Question:
I am attempting to build Huggins models that will model capture probabilities by sex. There are 2 ways to do this in MARK: coding sex as a group covariate or as an individual covariate. The first way derives 2 estimates of N-hat (1 for each group) with associated S.E.'s and the latter derives a single estimate and S.E. I need a single estimate of N-hat and S.E to compute CV's. However, as far as I can tell, RMark does not allow using factor variables (i.e., sex) as an individual covariate, I've tried. I figure I can add the group specific N-hat estimates to obtain the single point estimate I need, but how do I handle the separate S.E.'s? I would rather not go this route, because I will have to do this for approx. 2000 resamples of my data set. Will factor variables as individual covariates ever be an option? This sex variation in p's and c's is an important part of my analysis so any help would be greatly appreciated.
Response:
Factor variables can be turned into individual covariates by creating k-1 individual covariates when there are k levels for the factor. In this case, k=2 for sex of M or F so you only need to create 1 variable. Choose one of the values as the intercept (say M in this case) and then create a dummy variable (0/1) for the other levels. In this case, create a variable named sexf which is 1 for data for females and 0 for males. Then you can use ~sexf as a formula. An example of this is given with the dipper data in RMark. This could become a big nuisance if you have a factor variable with lots of levels but you can use model.matrix to solve that. For example, lets say your data are in a dataframe x, and you have a variable named fac in x which is a factor variable. Then you could add all of the needed covariates as follows:
xx=as.data.frame(model.matrix(~fac,x))
x=cbind(x,xx[,-1,drop=FALSE])
rm(xx)
The above code creates a dataframe xx with the columns to code all of the dummy variables. But you don't want the first column which is the intercept. So the second line, removes the first column but appends all of other columns onto the dataframe. If they happened to be named fac1,fac2,fac3 (where fac0 was the intercept). Then you would use
~fac1+fac2+fac3 for the formula. You can think of these as simply added columns of the design matrix.

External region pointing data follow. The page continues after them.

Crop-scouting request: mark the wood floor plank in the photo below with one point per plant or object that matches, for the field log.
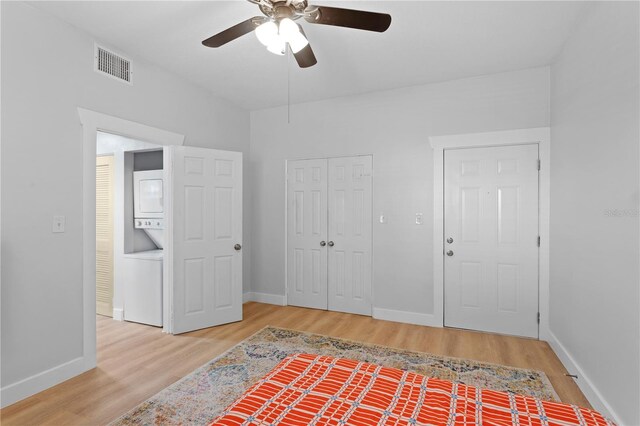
(137, 361)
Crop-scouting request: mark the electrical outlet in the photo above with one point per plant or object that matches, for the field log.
(58, 224)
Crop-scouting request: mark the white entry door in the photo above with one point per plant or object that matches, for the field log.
(491, 239)
(349, 234)
(329, 208)
(307, 233)
(206, 201)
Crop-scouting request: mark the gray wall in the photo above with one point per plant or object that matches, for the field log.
(594, 203)
(47, 72)
(394, 126)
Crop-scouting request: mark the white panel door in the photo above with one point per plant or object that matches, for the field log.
(307, 233)
(350, 229)
(491, 239)
(206, 202)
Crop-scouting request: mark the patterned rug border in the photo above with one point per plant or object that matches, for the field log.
(189, 375)
(376, 345)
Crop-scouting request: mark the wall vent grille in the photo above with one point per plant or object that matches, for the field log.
(112, 64)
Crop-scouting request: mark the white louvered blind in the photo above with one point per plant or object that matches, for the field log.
(104, 235)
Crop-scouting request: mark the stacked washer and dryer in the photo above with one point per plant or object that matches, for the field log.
(142, 271)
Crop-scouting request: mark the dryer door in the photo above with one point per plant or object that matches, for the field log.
(148, 194)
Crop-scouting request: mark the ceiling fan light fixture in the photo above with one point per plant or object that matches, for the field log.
(277, 46)
(267, 33)
(288, 29)
(298, 42)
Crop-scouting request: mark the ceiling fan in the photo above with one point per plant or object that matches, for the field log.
(277, 28)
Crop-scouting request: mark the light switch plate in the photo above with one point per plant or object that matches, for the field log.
(58, 224)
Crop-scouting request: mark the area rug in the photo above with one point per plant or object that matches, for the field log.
(202, 395)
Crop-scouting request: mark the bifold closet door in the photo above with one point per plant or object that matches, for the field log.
(350, 234)
(307, 233)
(104, 235)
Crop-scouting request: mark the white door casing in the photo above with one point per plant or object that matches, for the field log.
(491, 214)
(306, 232)
(349, 234)
(206, 197)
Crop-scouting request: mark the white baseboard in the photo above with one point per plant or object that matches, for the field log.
(272, 299)
(38, 382)
(584, 383)
(118, 314)
(407, 317)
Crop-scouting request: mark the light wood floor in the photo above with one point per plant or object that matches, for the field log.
(136, 361)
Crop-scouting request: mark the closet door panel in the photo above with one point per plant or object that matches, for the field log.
(350, 234)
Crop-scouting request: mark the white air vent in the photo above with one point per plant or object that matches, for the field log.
(112, 64)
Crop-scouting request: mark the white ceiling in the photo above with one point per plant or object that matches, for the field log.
(427, 42)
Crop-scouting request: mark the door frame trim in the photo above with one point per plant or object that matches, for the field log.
(92, 122)
(538, 135)
(285, 301)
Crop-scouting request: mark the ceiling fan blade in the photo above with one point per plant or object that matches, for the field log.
(350, 18)
(305, 57)
(234, 32)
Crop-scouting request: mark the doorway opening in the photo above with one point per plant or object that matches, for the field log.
(129, 229)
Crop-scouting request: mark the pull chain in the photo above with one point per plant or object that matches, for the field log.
(288, 86)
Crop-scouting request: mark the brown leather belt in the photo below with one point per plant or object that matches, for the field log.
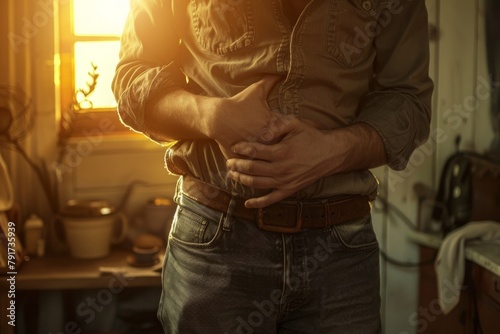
(282, 217)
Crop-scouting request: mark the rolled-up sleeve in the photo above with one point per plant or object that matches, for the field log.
(399, 106)
(147, 65)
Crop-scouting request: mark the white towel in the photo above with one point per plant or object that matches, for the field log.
(450, 261)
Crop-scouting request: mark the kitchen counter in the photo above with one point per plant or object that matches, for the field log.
(484, 254)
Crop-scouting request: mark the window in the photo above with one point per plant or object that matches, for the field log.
(89, 41)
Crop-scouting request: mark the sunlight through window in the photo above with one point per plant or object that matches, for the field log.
(97, 26)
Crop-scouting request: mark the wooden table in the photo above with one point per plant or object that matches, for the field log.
(112, 274)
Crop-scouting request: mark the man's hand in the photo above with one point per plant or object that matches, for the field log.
(304, 155)
(243, 117)
(299, 159)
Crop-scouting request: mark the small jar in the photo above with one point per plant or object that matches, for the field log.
(33, 235)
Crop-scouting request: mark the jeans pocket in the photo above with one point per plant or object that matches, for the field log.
(357, 234)
(223, 26)
(352, 28)
(190, 227)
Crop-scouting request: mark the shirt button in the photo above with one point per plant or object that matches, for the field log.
(367, 5)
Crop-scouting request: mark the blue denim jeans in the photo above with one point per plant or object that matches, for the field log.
(223, 275)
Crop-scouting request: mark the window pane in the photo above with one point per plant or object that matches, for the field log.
(99, 17)
(105, 56)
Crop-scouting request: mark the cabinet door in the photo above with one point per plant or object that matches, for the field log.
(487, 288)
(431, 319)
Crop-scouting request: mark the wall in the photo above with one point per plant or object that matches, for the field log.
(104, 169)
(460, 107)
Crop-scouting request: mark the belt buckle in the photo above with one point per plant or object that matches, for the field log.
(277, 228)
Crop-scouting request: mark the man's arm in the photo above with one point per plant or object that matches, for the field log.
(303, 156)
(393, 120)
(154, 97)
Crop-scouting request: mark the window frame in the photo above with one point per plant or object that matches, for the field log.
(78, 123)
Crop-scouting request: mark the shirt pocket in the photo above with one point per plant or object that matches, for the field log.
(223, 26)
(352, 28)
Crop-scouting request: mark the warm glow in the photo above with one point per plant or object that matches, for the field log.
(96, 18)
(99, 17)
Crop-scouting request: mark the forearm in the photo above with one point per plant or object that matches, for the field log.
(355, 147)
(179, 115)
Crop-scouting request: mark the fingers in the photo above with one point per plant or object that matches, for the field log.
(258, 151)
(267, 200)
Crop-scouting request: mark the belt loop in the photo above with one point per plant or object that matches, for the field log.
(228, 216)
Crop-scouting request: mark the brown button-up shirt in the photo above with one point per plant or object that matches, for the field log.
(342, 62)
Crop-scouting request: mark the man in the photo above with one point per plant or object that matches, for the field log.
(273, 111)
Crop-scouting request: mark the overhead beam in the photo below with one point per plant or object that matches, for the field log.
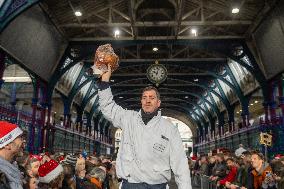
(169, 74)
(159, 24)
(151, 38)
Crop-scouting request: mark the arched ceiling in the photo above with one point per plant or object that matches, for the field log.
(207, 72)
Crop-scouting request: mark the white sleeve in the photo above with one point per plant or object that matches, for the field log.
(178, 161)
(110, 109)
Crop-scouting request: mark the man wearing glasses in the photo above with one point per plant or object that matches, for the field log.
(150, 145)
(12, 143)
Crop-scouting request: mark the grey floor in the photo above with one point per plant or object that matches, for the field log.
(173, 185)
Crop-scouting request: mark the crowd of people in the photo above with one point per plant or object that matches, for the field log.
(23, 170)
(244, 169)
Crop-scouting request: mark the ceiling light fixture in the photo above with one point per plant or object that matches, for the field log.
(116, 33)
(155, 49)
(235, 10)
(78, 13)
(194, 32)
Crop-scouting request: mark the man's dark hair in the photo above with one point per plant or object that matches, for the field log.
(230, 159)
(260, 155)
(150, 88)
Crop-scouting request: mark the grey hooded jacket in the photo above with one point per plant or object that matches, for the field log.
(13, 175)
(147, 152)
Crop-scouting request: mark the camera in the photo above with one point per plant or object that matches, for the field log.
(268, 174)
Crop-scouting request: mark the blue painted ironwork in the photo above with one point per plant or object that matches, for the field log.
(11, 9)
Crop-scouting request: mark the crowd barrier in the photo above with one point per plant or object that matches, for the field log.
(203, 182)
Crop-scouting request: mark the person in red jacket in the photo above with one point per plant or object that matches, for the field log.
(230, 177)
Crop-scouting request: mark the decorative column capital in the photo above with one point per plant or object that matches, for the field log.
(281, 99)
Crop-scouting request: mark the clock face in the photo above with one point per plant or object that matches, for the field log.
(157, 73)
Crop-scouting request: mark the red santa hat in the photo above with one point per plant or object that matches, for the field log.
(49, 171)
(8, 133)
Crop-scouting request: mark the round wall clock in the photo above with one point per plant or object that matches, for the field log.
(157, 73)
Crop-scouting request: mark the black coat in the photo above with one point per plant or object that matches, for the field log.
(4, 184)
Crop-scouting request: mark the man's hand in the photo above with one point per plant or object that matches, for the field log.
(106, 75)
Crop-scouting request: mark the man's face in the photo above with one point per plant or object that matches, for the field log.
(256, 161)
(149, 101)
(35, 165)
(33, 183)
(18, 146)
(230, 163)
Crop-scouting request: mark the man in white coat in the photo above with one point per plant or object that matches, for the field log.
(150, 147)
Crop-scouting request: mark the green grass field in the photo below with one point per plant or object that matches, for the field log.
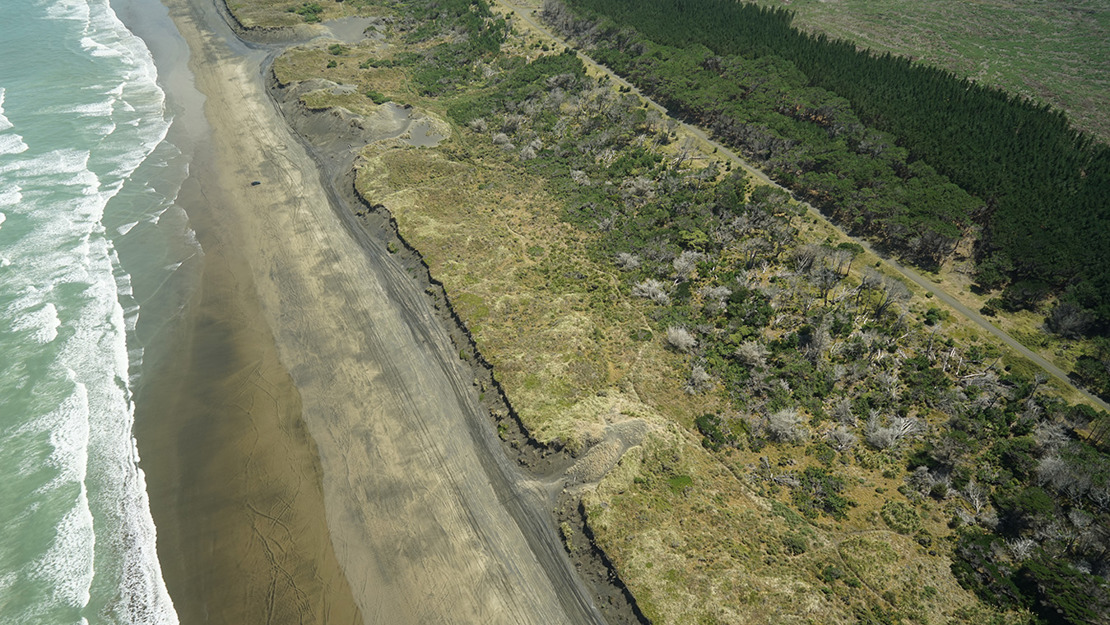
(1056, 52)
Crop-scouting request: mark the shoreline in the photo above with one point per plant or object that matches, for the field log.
(424, 524)
(232, 476)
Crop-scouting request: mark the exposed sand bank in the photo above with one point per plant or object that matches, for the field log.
(430, 522)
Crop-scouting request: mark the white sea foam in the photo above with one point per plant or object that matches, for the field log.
(11, 144)
(73, 300)
(42, 322)
(4, 122)
(10, 195)
(68, 565)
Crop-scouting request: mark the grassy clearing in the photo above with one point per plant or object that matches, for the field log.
(697, 536)
(1056, 52)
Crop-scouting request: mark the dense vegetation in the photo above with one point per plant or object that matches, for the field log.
(1045, 188)
(818, 370)
(815, 356)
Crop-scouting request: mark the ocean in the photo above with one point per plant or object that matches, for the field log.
(96, 263)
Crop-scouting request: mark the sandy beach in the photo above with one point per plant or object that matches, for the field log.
(324, 457)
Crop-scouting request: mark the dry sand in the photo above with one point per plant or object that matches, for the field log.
(429, 521)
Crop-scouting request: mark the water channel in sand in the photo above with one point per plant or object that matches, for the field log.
(426, 520)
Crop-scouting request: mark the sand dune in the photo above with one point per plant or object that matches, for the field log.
(429, 521)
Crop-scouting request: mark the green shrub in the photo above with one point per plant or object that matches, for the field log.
(900, 517)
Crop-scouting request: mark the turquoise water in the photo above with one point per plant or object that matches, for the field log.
(94, 259)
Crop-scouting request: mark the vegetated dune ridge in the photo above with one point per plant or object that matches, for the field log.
(430, 522)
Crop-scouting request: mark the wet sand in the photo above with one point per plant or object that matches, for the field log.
(315, 451)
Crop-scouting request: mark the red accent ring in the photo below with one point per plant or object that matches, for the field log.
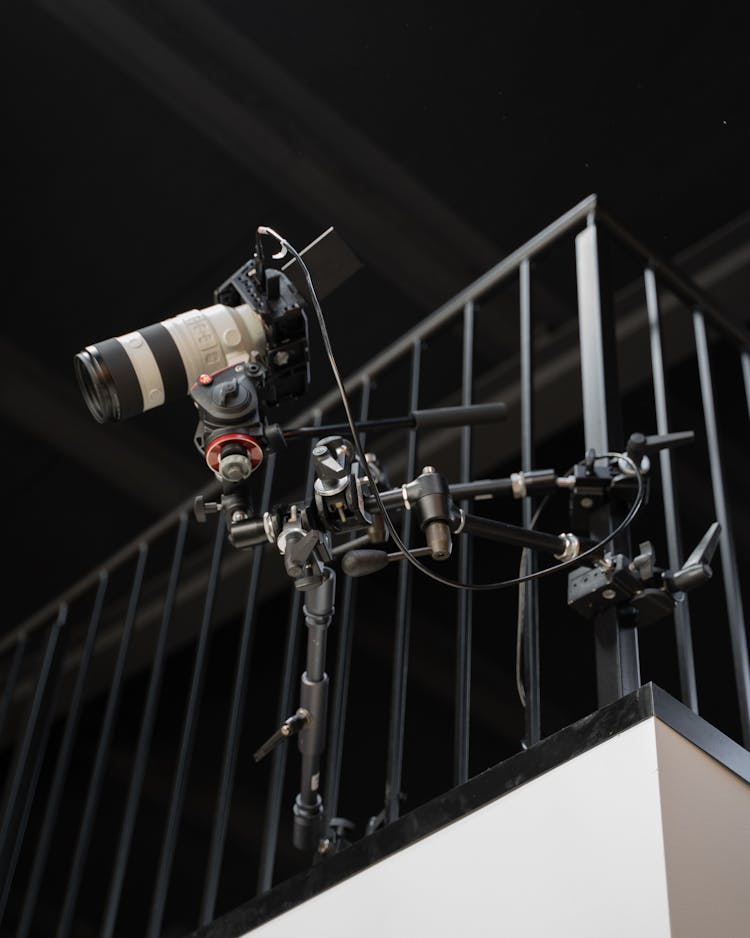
(213, 450)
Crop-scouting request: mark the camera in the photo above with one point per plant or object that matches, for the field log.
(258, 317)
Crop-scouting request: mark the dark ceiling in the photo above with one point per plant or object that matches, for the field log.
(146, 141)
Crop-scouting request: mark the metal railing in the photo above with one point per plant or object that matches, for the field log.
(98, 725)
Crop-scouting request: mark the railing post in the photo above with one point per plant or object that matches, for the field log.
(616, 644)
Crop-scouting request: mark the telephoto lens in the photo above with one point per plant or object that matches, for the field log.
(129, 374)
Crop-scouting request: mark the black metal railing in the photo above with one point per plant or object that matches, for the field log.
(106, 742)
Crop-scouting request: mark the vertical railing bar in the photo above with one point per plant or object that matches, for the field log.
(179, 784)
(33, 764)
(728, 557)
(13, 672)
(17, 776)
(462, 716)
(400, 670)
(232, 742)
(745, 360)
(683, 635)
(529, 593)
(145, 735)
(272, 817)
(97, 776)
(615, 645)
(340, 683)
(63, 763)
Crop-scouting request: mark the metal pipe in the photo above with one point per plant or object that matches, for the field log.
(683, 634)
(529, 591)
(730, 573)
(400, 669)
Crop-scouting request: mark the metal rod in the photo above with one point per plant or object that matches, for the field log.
(453, 307)
(105, 737)
(462, 716)
(232, 743)
(395, 755)
(529, 591)
(31, 755)
(737, 632)
(745, 359)
(340, 681)
(288, 688)
(683, 634)
(179, 784)
(144, 736)
(62, 765)
(618, 671)
(684, 288)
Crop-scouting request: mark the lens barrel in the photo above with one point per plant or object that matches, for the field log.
(129, 374)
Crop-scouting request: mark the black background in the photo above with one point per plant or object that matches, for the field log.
(435, 139)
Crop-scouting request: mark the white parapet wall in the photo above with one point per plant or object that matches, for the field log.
(644, 834)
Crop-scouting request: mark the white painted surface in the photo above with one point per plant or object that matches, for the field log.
(706, 821)
(575, 853)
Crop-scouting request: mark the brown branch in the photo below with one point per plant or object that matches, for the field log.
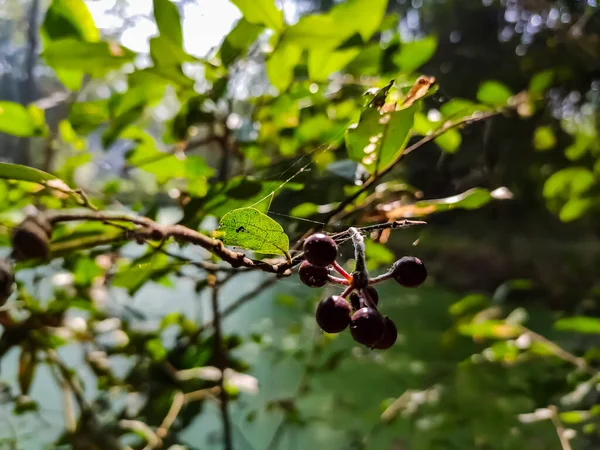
(560, 429)
(221, 360)
(424, 140)
(151, 230)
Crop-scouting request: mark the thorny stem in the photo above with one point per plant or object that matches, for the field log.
(221, 357)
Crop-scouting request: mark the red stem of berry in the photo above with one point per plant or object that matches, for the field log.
(368, 300)
(337, 280)
(380, 278)
(341, 271)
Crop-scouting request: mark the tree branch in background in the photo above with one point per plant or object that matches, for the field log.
(220, 352)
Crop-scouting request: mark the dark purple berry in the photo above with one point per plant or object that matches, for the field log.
(320, 250)
(313, 276)
(390, 334)
(367, 326)
(373, 294)
(333, 314)
(356, 301)
(409, 271)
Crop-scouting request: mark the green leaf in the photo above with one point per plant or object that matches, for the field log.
(98, 58)
(490, 329)
(24, 173)
(69, 19)
(281, 63)
(544, 138)
(378, 139)
(493, 93)
(322, 63)
(574, 209)
(361, 16)
(568, 182)
(579, 324)
(414, 54)
(237, 42)
(250, 229)
(15, 119)
(540, 82)
(261, 12)
(168, 21)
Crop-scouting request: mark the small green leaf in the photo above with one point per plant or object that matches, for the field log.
(281, 63)
(544, 138)
(569, 182)
(378, 139)
(237, 42)
(574, 209)
(414, 54)
(493, 93)
(168, 21)
(24, 173)
(579, 324)
(261, 12)
(322, 63)
(250, 229)
(540, 82)
(98, 58)
(15, 119)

I'll look into possibly automating these factor variables in the formula. Currently factor variables are allowed but they must be defined in the groups argument which as noted, creates a separate N for each group for the Huggins model and that was not wanted. Note that for models with N in the likelihood (not Huggins) you would want a separate N for each group and should not do what is prescribed above.
To answer the other question, it is possible to extract the N-hats and their v-c matrix and in this case the se for the total would be the sqrt of the total of all the elements in the 2 by 2 v-c matrix.